“You did,” answered Gif. “We were spotted by the cook.”

“And we dropped him down the hatchway over there,” added Spouter.

“Good for you, lads! Good for you! Now come on—there ain’t no time to lose. That fellow hangin’ over the wheel may rouse up at any moment. Besides that, it’s almost time for the next man to take his trick.”

Once more Ira Small led the way to the stern of the Hildegarde. There the other boys found that Jack and Ralph had provided themselves with a number of short pieces of rope.

“We’re going to loop each of the oil cans fast to the cable leading down to the motor boat,” explained Ralph. “You might as well loop all your bundles also.
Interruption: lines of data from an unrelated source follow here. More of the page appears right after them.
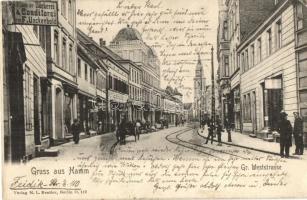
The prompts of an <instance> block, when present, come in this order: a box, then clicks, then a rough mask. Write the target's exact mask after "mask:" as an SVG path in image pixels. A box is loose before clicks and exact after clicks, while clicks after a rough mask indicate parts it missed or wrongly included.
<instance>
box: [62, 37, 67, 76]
mask: <svg viewBox="0 0 307 200" xmlns="http://www.w3.org/2000/svg"><path fill="white" fill-rule="evenodd" d="M66 51H67V50H66V39H65V38H63V44H62V67H63V69H65V70H67V52H66Z"/></svg>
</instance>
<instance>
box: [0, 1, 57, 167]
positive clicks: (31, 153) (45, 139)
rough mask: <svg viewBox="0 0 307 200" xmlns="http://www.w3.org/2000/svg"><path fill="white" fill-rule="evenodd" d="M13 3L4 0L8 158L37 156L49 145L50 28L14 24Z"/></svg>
mask: <svg viewBox="0 0 307 200" xmlns="http://www.w3.org/2000/svg"><path fill="white" fill-rule="evenodd" d="M15 5H16V4H14V3H13V2H2V33H3V39H2V42H3V49H2V50H3V52H4V53H3V63H2V64H3V104H4V105H3V106H4V112H3V119H4V127H3V131H4V144H5V147H4V149H5V158H4V159H5V161H17V162H18V161H21V160H27V159H30V158H32V157H34V156H35V155H36V153H37V151H36V150H37V149H38V148H47V147H48V146H49V140H48V138H49V134H50V133H51V130H52V129H51V119H50V114H49V113H50V112H51V110H50V109H51V107H50V95H51V94H50V92H51V91H50V84H49V82H48V81H47V66H46V63H47V62H46V54H47V51H48V49H47V36H46V31H47V29H48V28H46V27H43V26H34V25H13V24H14V21H13V10H12V8H13V6H15Z"/></svg>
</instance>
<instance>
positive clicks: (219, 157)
mask: <svg viewBox="0 0 307 200" xmlns="http://www.w3.org/2000/svg"><path fill="white" fill-rule="evenodd" d="M190 130H192V129H191V128H188V129H185V130H179V131H175V132H173V133H170V134H168V135H166V136H165V139H166V140H167V141H168V142H170V143H173V144H176V145H179V146H182V147H185V148H187V149H191V150H194V151H197V152H199V153H202V154H205V155H207V156H211V157H214V158H217V159H219V160H225V159H223V158H220V157H218V156H216V155H213V154H211V153H209V152H206V151H202V150H200V149H197V148H199V146H196V145H195V144H193V143H191V142H187V141H183V140H181V139H178V137H177V136H178V134H177V133H179V134H183V133H185V132H188V131H190ZM175 134H177V135H176V136H175V138H171V136H173V135H175Z"/></svg>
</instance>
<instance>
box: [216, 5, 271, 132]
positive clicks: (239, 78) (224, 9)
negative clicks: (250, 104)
mask: <svg viewBox="0 0 307 200" xmlns="http://www.w3.org/2000/svg"><path fill="white" fill-rule="evenodd" d="M219 4H220V9H221V10H223V12H222V13H221V14H220V17H221V18H223V19H224V18H225V17H226V18H227V20H225V19H224V21H223V22H221V21H220V23H223V25H222V27H223V29H224V30H222V32H223V31H224V32H225V35H226V37H227V38H228V40H229V51H228V55H229V57H228V62H229V63H228V64H227V58H226V66H229V70H227V69H226V68H225V72H226V71H227V72H228V71H229V74H228V76H229V78H228V80H227V81H228V83H230V93H229V94H227V95H228V97H229V99H227V103H228V104H229V105H228V117H229V120H230V122H231V123H233V124H234V126H235V129H236V130H242V124H241V103H240V102H241V100H240V62H238V55H237V47H238V45H239V44H240V42H241V41H242V40H243V39H244V38H245V37H246V36H247V35H248V34H249V33H250V32H251V31H253V29H254V28H255V27H257V26H258V25H259V24H260V23H261V22H263V21H264V19H266V18H267V16H268V15H269V14H270V13H271V11H272V10H273V9H274V7H275V0H258V1H254V0H225V1H223V2H219ZM226 8H227V11H224V10H225V9H226ZM219 42H223V40H219ZM219 53H220V52H219ZM222 55H227V53H226V52H223V53H222ZM224 58H225V57H224ZM222 59H223V58H222ZM220 61H221V59H220ZM224 62H225V60H224ZM224 66H225V65H224ZM220 71H223V70H220ZM227 90H228V89H227Z"/></svg>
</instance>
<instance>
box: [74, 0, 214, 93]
mask: <svg viewBox="0 0 307 200" xmlns="http://www.w3.org/2000/svg"><path fill="white" fill-rule="evenodd" d="M208 3H209V2H208ZM208 3H207V4H206V3H204V2H203V3H201V4H199V5H198V6H196V5H195V4H188V3H187V2H184V3H183V2H181V3H179V1H178V2H175V1H170V2H168V1H160V0H158V1H157V0H147V1H128V0H120V1H116V2H114V3H113V4H111V5H110V6H108V5H104V6H101V7H100V8H101V9H99V10H96V9H93V8H86V7H82V8H79V9H78V10H77V19H78V22H77V26H79V27H80V28H81V29H82V30H84V31H85V32H86V33H87V34H88V35H90V36H92V37H94V38H95V37H96V38H100V37H104V36H108V35H112V36H111V37H109V38H114V37H115V34H116V32H115V31H114V30H118V29H120V28H124V27H126V26H127V25H129V26H130V27H132V28H135V29H137V30H138V31H139V32H140V33H141V35H142V38H143V40H144V41H145V42H146V43H147V44H149V45H150V46H151V47H152V48H153V49H155V50H156V51H157V54H158V56H159V58H160V63H161V80H162V85H164V86H166V85H172V86H173V87H177V88H180V91H181V92H184V94H185V96H187V97H188V98H189V97H190V96H191V94H192V89H193V84H191V83H193V77H194V70H195V66H196V63H197V59H198V55H199V56H200V57H201V60H202V63H203V65H204V67H205V69H206V66H207V63H210V61H211V52H210V49H211V46H212V45H214V41H215V38H216V34H215V33H216V31H215V30H216V27H215V26H216V24H215V25H214V26H213V25H212V24H214V23H213V21H212V19H213V20H215V18H214V16H212V15H211V16H210V12H209V11H208V9H209V8H208V5H209V4H208ZM210 3H211V5H212V2H210ZM108 4H109V3H108ZM216 17H217V16H216ZM214 46H215V45H214Z"/></svg>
Of course, a good deal of it will get wet, but that can’t be helped. We can’t get it to the boat any other way while we’re riding through these swells. We’ll be lucky to get on the boat ourselves.”

While the boys were looping the last of their bundles fast to the cable where, one after another, the bundles began to slide down from the stern of the schooner toward the motor boat, Ira Small drew back.

“I’ll be with you in a couple o’ minutes,” he said. “You fellows kin follow the stuff down the cable if you want to. But don’t cut it—I’ll do that myself as soon as you’re safe on board and have salvaged the stuff.”

The sailor disappeared in the semi-darkness, and one after another the boys crawled over the stern of the Hildegarde and caught hold of the cable leading down over the ocean to where the motor boat rested. Fortunately, both wind and waves had calmed down considerably, so that the schooner was making but little headway.

It was no easy matter for the boys to reach the motor boat, and they would have had great difficulty in getting aboard had it not been that Captain Gilsen had left an arrangement on the craft so that a sailor from the Hildegarde might get on board whenever it was deemed necessary. This was a sort of rope ladder left across the bow with a line running from the cabin top to the cable just above the water line. Floundering around in the waves and the darkness, one after another of the boys slid along the cable and finally managed to reach the motor boat. The last to come aboard was Jack, and it must be confessed that he was almost spent with his exertions.